Tuesday, February 21, 2006

R.A. Heinlein -

"Throughout history, poverty is the normal condition of man. Advances which permit this norm to be exceeded--here and there, now and then--are the work of an extremely small minority, frequently despised, often condemned, and almost always opposed by all right-thinking people. Whenever this tiny minority is kept from creating, or (as sometimes happens) is driven out of a society, the people then slip back into abject poverty. This is known as "bad luck."

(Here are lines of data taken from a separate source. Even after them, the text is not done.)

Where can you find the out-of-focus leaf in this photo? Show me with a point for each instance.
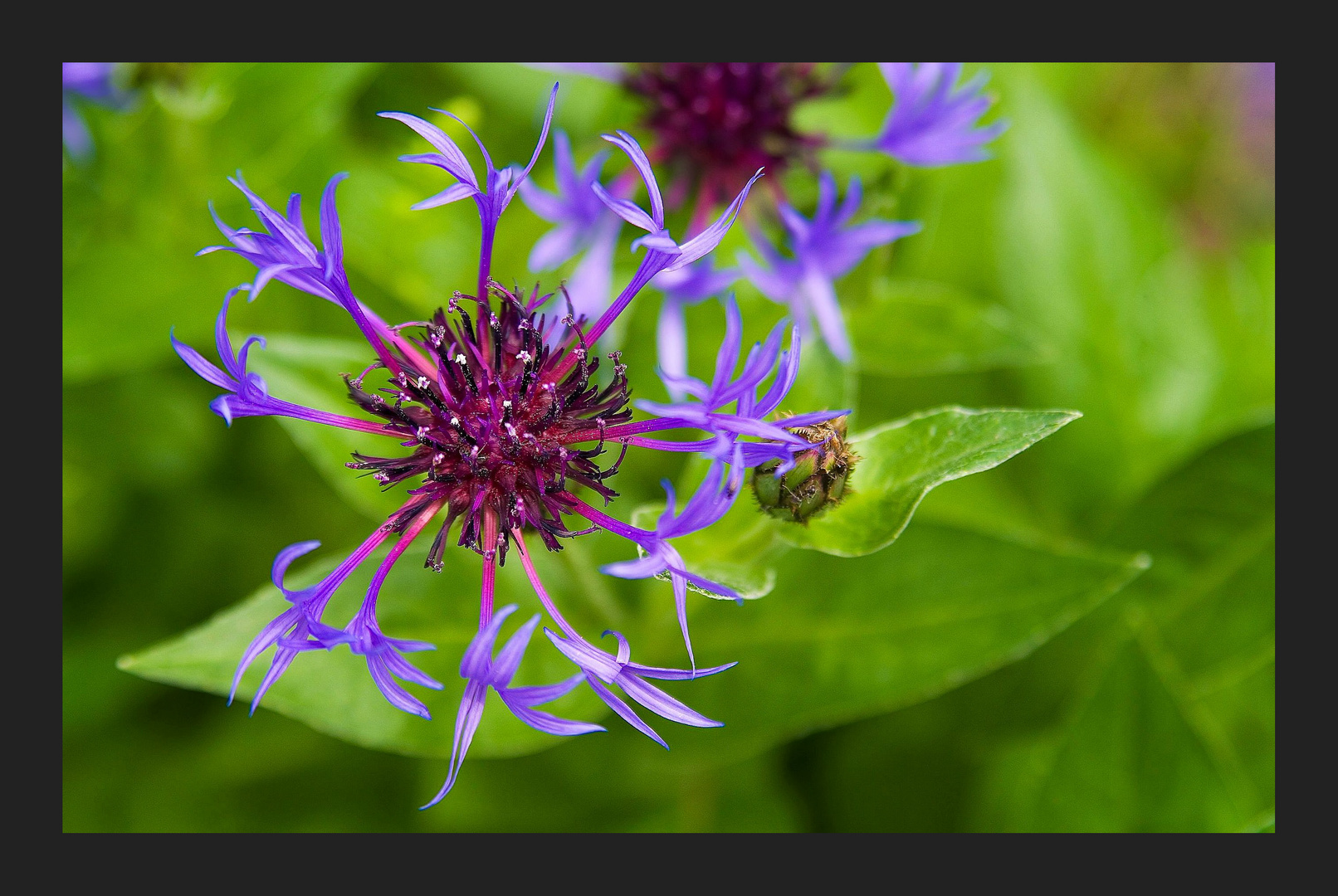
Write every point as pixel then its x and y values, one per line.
pixel 1170 723
pixel 848 638
pixel 137 217
pixel 1089 262
pixel 902 460
pixel 917 328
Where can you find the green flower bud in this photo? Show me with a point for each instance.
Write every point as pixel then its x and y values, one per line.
pixel 819 479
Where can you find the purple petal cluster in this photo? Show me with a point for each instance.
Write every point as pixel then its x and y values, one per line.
pixel 493 196
pixel 584 225
pixel 706 408
pixel 712 500
pixel 931 120
pixel 664 253
pixel 684 286
pixel 248 396
pixel 482 670
pixel 500 419
pixel 300 626
pixel 601 670
pixel 823 249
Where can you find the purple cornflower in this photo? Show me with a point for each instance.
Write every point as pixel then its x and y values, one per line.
pixel 823 249
pixel 931 124
pixel 502 424
pixel 83 82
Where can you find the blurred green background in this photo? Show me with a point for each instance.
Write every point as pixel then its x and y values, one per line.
pixel 1121 249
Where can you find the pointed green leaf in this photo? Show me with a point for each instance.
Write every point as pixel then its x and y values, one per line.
pixel 334 693
pixel 920 328
pixel 902 460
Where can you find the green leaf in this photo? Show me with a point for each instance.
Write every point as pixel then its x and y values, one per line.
pixel 740 550
pixel 1170 723
pixel 879 633
pixel 843 640
pixel 305 371
pixel 920 328
pixel 1159 356
pixel 902 460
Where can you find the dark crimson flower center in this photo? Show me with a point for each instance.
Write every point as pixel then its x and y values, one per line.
pixel 724 120
pixel 493 419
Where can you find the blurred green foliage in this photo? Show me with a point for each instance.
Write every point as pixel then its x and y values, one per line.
pixel 1008 664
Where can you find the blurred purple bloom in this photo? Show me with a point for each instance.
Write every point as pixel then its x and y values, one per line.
pixel 601 669
pixel 482 672
pixel 823 249
pixel 83 82
pixel 931 124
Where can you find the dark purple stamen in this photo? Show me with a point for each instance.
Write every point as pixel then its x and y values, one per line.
pixel 491 424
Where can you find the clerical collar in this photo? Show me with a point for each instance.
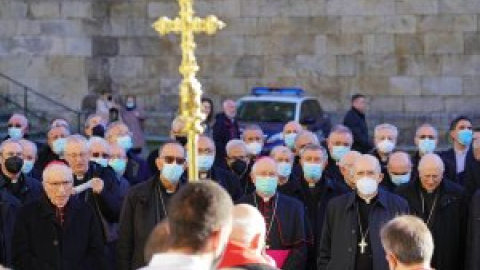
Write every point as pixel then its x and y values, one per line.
pixel 368 201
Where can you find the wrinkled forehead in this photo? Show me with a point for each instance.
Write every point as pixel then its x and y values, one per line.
pixel 265 165
pixel 364 164
pixel 117 150
pixel 172 150
pixel 98 147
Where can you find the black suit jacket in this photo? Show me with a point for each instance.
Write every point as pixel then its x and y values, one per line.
pixel 448 222
pixel 449 159
pixel 339 242
pixel 40 242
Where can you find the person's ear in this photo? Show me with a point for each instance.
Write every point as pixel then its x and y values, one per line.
pixel 380 177
pixel 159 163
pixel 257 242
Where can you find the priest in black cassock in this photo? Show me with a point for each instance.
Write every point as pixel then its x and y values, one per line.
pixel 284 217
pixel 288 182
pixel 317 189
pixel 442 205
pixel 350 236
pixel 208 171
pixel 145 206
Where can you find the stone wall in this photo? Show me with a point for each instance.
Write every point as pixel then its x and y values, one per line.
pixel 415 56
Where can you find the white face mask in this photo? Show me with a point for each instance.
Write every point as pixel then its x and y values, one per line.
pixel 386 146
pixel 367 186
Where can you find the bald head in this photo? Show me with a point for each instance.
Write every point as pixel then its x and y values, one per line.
pixel 431 161
pixel 248 225
pixel 346 164
pixel 292 127
pixel 399 163
pixel 431 170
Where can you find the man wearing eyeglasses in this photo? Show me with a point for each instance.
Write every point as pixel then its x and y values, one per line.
pixel 137 170
pixel 54 149
pixel 104 195
pixel 57 231
pixel 238 163
pixel 17 127
pixel 442 205
pixel 145 206
pixel 16 190
pixel 207 169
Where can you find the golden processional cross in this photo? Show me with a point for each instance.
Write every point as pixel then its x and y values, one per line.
pixel 190 88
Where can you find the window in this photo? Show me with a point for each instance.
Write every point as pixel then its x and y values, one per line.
pixel 265 111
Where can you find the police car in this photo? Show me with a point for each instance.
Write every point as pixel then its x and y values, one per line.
pixel 272 108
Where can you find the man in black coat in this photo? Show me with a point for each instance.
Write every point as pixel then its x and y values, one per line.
pixel 350 237
pixel 57 231
pixel 137 169
pixel 284 217
pixel 145 205
pixel 458 158
pixel 16 189
pixel 442 205
pixel 288 182
pixel 104 195
pixel 206 156
pixel 355 121
pixel 317 189
pixel 473 237
pixel 224 130
pixel 385 138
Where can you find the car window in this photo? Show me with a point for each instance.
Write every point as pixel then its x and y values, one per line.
pixel 265 111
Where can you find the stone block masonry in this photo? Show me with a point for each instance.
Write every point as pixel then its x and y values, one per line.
pixel 411 56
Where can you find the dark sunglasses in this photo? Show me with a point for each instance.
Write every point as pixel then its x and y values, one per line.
pixel 98 155
pixel 170 160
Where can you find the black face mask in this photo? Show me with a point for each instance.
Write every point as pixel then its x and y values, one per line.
pixel 239 167
pixel 98 130
pixel 181 140
pixel 13 164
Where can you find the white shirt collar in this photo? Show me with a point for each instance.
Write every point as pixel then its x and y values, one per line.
pixel 177 261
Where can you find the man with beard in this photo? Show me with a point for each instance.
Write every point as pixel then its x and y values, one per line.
pixel 199 222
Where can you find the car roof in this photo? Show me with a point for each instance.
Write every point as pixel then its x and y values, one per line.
pixel 278 98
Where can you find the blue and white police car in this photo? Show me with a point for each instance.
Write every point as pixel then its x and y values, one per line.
pixel 271 108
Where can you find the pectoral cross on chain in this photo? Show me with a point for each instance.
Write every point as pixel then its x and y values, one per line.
pixel 362 246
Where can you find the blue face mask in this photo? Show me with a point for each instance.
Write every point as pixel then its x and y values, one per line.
pixel 427 146
pixel 118 165
pixel 312 171
pixel 339 151
pixel 465 137
pixel 100 161
pixel 172 172
pixel 58 146
pixel 284 169
pixel 289 140
pixel 400 179
pixel 205 162
pixel 266 185
pixel 27 166
pixel 15 133
pixel 125 142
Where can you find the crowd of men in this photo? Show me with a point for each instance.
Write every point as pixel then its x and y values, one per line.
pixel 89 202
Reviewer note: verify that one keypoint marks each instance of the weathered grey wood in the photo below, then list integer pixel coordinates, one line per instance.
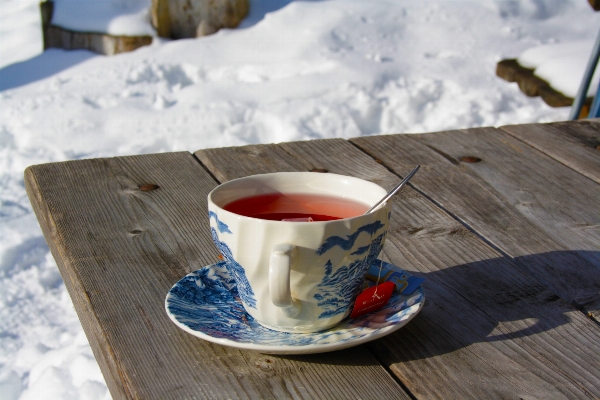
(517, 198)
(246, 160)
(574, 143)
(101, 43)
(123, 230)
(476, 337)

Wednesday, February 15, 2006

On cognitive dissonance

When someone tries to use a strategy which is dictated by their ideology, and that strategy doesn't seem to work, then they are caught in something of a cognitive bind. If they acknowledge the failure of the strategy, then they would be forced to question their ideology. If questioning the ideology is unthinkable, then the only possible conclusion is that the strategy failed because it wasn't executed sufficiently well. They respond by turning up the power, rather than by considering alternatives. (This is sometimes referred to as "escalation of failure".) - Steven Den Beste

The Law of the Conservation of Stupidity

Stupidity is never eliminated, it merely changes form and location. -Unknown

Friday, February 10, 2006

Oftentimes

things make much more sense if you keep reminding yourself that half of the population is below average intelligence.